By Arsh Tushar Mogre and Prerana Bhat

BENGALURU (Reuters) – The Reserve Bank of India will concentrate interest rate hikes over the coming months in a relatively short tightening cycle, according to a Reuters poll of economists who expect the repo rate to reach its terminal level early next year.

Following a surprise rate rise on May 4, several members of the Monetary Policy Committee called for more in upcoming meetings this year to control sticky price pressures, which hit an eight-year high last month.

That sentiment was echoed in a May 26-June 1 Reuters poll that predicted the central bank would raise its key policy rate by at least 100 basis points over the next four MPC meetings.

The RBI was expected to follow up its unscheduled 40 basis point repo rate hike in May to 4.40% with another move at the policy meeting on June 8 – a “no-brainer” according to governor Shaktikanta Das.

By how much was unclear as forecasts were split six ways, ranging between 25 and 75 basis points. That is only marginally changed from the seven-way split in a similar poll taken a month ago. [RBI/INT]

The repo rate was expected to reach its pre-pandemic level of 5.15% or higher next quarter, according to 41 of 47 respondents. It will end the year at 5.50%, the median showed, 110 basis points above where it is now and 19 of 47 saw it even higher.

“Most of the hikes will come this year and we expect this cycle to end in April next year…the urgency for more hikes will continue to diminish from Q4 (2022) onwards,” said Miguel Chanco, chief emerging Asia economist at Pantheon Macroeconomics.

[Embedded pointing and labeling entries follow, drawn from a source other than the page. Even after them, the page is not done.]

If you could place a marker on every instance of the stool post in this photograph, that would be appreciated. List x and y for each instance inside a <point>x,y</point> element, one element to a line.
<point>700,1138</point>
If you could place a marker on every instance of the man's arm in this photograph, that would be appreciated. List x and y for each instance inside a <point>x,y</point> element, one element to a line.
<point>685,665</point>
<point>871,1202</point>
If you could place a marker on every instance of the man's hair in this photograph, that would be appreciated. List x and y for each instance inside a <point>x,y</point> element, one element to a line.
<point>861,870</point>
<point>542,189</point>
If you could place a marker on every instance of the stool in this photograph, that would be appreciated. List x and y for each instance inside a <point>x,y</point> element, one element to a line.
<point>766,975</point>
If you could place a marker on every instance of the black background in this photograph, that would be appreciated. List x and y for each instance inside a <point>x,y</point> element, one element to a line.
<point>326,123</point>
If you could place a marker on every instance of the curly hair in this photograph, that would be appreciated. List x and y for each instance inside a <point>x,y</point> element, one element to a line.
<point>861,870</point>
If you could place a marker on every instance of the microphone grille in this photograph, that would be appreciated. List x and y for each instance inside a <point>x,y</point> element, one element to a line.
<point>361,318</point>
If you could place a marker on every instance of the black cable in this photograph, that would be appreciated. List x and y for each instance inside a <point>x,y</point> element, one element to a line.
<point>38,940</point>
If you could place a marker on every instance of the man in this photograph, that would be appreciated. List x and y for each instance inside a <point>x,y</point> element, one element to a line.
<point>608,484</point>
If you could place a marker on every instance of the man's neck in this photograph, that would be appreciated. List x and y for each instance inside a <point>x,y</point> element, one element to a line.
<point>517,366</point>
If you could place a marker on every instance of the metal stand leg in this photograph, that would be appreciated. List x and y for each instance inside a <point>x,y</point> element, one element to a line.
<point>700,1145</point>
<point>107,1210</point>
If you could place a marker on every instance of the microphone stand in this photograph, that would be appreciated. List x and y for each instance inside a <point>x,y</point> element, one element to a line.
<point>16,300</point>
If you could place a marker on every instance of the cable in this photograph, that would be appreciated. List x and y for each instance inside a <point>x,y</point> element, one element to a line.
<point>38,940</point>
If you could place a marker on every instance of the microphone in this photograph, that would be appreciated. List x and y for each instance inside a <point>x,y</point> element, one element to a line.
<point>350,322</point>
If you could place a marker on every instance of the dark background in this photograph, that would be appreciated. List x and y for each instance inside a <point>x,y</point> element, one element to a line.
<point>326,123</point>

Indeed, the predicted tightening path for next year was more subdued with only 40 basis points pencilled in the first half before a pause, poll medians showed.

“The RBI was very much behind the curve in terms of its thinking on inflation and what to do on interest rates. It still seems to me they have rose tinted glasses in terms of the future outlook of prices,” Chanco added.

While inflation looks set to remain elevated, reflecting high global energy and food costs, economic growth prospects have started to look bleak. GDP growth slowed to its weakest in a year last quarter on a year ago, the third consecutive slowdown.

This may lead the RBI – which had long prioritised growth over inflation, holding rates steady until abruptly raising them at an unscheduled meeting – to consider ending this tightening cycle less than a year after starting it.

When asked what the terminal repo rate would be, 14 of 26 economists said 6.00% or higher, while the rest pencilled in a lower rate. Forecasts ranged from 5.15-6.50%.

Nearly two-thirds of respondents, 17, said the terminal rate would be reached by end-Q2 2023, roughly in line with the median from the quarterly forecasts. Six said the second half of 2023, while only three said the cycle would go on until 2024.

But economists said much would depend on price pressures over the coming months.

Suvodeep Rakshit, senior economist at Kotak Institutional Equities, said if inflation were to remain in the 6%-7% range well into the current and next fiscal year, the terminal rate would have to be higher than he currently expects.

“We have to shift it (the terminal rate) higher, closer to where you’re seeing your one-year-ahead inflation pan out. It is not a number cast in stone, it will evolve along with the inflation trajectory.”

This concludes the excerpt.